Домой я успел до темноты — слово, которое я дал Мире, держало меня на ногах последние полверсты лучше всякой маны. Она открыла раньше, чем я постучал, оглядела с головы до ног, нашла всё: траву на коленях, белую каменную пыль на манжете, серую усталость на лице.

— За стеклом, значит, — сказала она.

— За стеклом. — Я выложил на стол горбушку, которую так и не съел. — И ещё немного по работе.

Она засопела, стащила с меня куртку и до самого ужина гремела посудой. Когда я взял ложку, рука дрогнула, и крупа соскользнула обратно в миску. Мира заметила, молча отняла ложку, набрала сама и положила передо мной на край стола — так, будто это было наказание за глупость.

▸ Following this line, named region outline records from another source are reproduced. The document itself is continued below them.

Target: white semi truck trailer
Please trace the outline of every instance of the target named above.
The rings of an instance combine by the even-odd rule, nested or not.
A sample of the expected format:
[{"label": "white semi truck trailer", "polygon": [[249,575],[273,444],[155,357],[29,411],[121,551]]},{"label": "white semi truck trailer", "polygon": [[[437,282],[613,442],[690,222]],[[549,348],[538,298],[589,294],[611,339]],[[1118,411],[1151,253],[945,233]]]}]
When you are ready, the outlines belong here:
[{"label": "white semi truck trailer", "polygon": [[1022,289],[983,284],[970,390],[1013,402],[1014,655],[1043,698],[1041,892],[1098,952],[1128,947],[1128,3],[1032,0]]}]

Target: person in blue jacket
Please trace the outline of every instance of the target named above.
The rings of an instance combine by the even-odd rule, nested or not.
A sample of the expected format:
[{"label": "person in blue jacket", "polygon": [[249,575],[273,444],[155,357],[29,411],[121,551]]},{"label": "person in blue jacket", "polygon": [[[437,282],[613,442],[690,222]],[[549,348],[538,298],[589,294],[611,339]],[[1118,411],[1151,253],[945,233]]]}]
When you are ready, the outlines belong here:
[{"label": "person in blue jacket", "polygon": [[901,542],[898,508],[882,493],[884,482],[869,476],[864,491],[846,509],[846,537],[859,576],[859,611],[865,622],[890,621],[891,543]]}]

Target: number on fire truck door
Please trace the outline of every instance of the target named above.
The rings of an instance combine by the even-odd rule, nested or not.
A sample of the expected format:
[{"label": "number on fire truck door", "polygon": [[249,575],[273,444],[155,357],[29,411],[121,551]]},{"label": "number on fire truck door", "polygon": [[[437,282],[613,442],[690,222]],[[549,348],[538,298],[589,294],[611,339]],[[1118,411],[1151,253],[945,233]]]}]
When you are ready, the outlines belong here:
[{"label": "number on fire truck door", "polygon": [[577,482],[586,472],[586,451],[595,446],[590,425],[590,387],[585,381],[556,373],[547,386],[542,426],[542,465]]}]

Я смотрел на пар над чугунком, на домашний светоч, налитый моим жидким светом, и думал о торговце, который к утру натрёт босые ступни до крови, таская камни за выломанный знак. О Тойновом обломке на верхней полке. О слове, которое город дал и потерял, как старую квитанцию. Между Кальдером и тем, что считает в глубине, стояла третья сила — старая, честная, страшная. Она всё помнила и ничего не собиралась делать: ей не заплатили.

Худшее было в том, что её отказ держался лучше многих наших обещаний.

— Добавки будешь? — спросила Мира, не оборачиваясь.

— Буду.

— Тогда расскажи что-нибудь. Только не про работу. У тебя от работы лицо делается, как у того камня.

Я рассказал ей про лису, которая шла по обочине деловито, как посыльный. Мира смеялась, а потом пододвинула мне мою ложку обратно — проверяла, смогу ли держать. Смог. За окном темнел город, живший в долг и не знавший у кого; за стеной лежала кромка с целой, сшитой моими руками межой. Хоть что-то к ночи держалось на месте.